Traditional Unix passwords are no more than eight characters long and are transmitted across the network as clear text. Additionally, these passwords are stored in the /etc/passwd file, which is world-readable. All of these things are security problems.

Limiting passwords to eight characters limits a user's choices, and reduces the difficulty of a brute-force decryption attack. MD5 passwords can be up to 256 characters long. On a Red Hat system, select MD5 Passwords during the installation, as described in Appendix A, "Basic Installation." Alternatively, you can run authconfig —enablemd5 after the system is running to enable the use of long passwords.

Regardless of how long a password is, the user can pick a bad one. A bad password is one that is easy to guess. See the following "Password Dos and Don'ts" sidebar for some advice you can give your users to help them pick good passwords.

Password Dos and Don'ts

• use a mixture of numbers, special characters, and mixed-case letters.

• Do use at least eight characters.

• Do use a seemingly random selection of letters and numbers that is easy to remember, such as the first letter of each word from a line in a book, song, or poem.

• Don't use any English or foreign language word or abbreviation.

• Don't use any information associated with the account, such as the login name, the user's initials, phone number, social security number, job title, or room number.

• Don't use keyboard sequences; for example, qwerty.

• Don't use any of the bad passwords described above spelled backward, in caps, or otherwise disguised.

• Don't use an all-numeric password.

• Don't use a sample password, no matter how good, that you've gotten from a book that discusses computer security.

Linux prevents users from picking the worst kinds of passwords by applying many of the rules listed in the sidebar to reject bad passwords. Passwords are chosen with the passwd command. Linux tests the password entered by the user at the passwd prompt in several different ways.
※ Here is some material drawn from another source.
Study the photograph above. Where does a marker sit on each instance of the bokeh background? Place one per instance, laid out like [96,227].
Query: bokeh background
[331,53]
Listing 12.5

is an example of Red Hat using the pam_cracklib module to block the selection of some bad passwords.

Listing 12.5: Linux Rejects Weak Passwords

$ passwd

Changing password for craig (current) UNIX password: New UNIX password:

BAD PASSWORD: it is derived from your password entry New UNIX password:

BAD PASSWORD: it is too simplistic/systematic

New UNIX password:

BAD PASSWORD: it is too short passwd: Authentication token manipulation error

Although Linux does its best to make sure you use a good password, no matter how good a password is, it is useless if someone steals it. Because the passwords are transmitted over the network as clear text, they are very easy to steal.
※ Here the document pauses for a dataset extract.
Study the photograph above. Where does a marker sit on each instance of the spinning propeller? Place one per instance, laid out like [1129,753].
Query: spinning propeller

Two packages that can prevent thieves from stealing passwords off of the wire are described later in this section. However, passwords do not have to be stolen off of the wire. If passwords are stored in the /etc/passwd file, the entire file can be read by anyone on the system and subjected to a "dictionary attack." In a dictionary attack, a large selection of possible passwords are encrypted using the same method of encryption that is used for passwords, and the result of the encryption is compared to the passwords stored in the /etc/passwd file. When the encrypted values match, you know the original password because you know the string you used to create the encrypted value.

Even when good encryption is used for passwords stored in the passwd file, if passwords are poorly chosen, they are susceptible to a dictionary attack. The first line of defense against this problem is to store the encrypted passwords in a file that is not world-readable.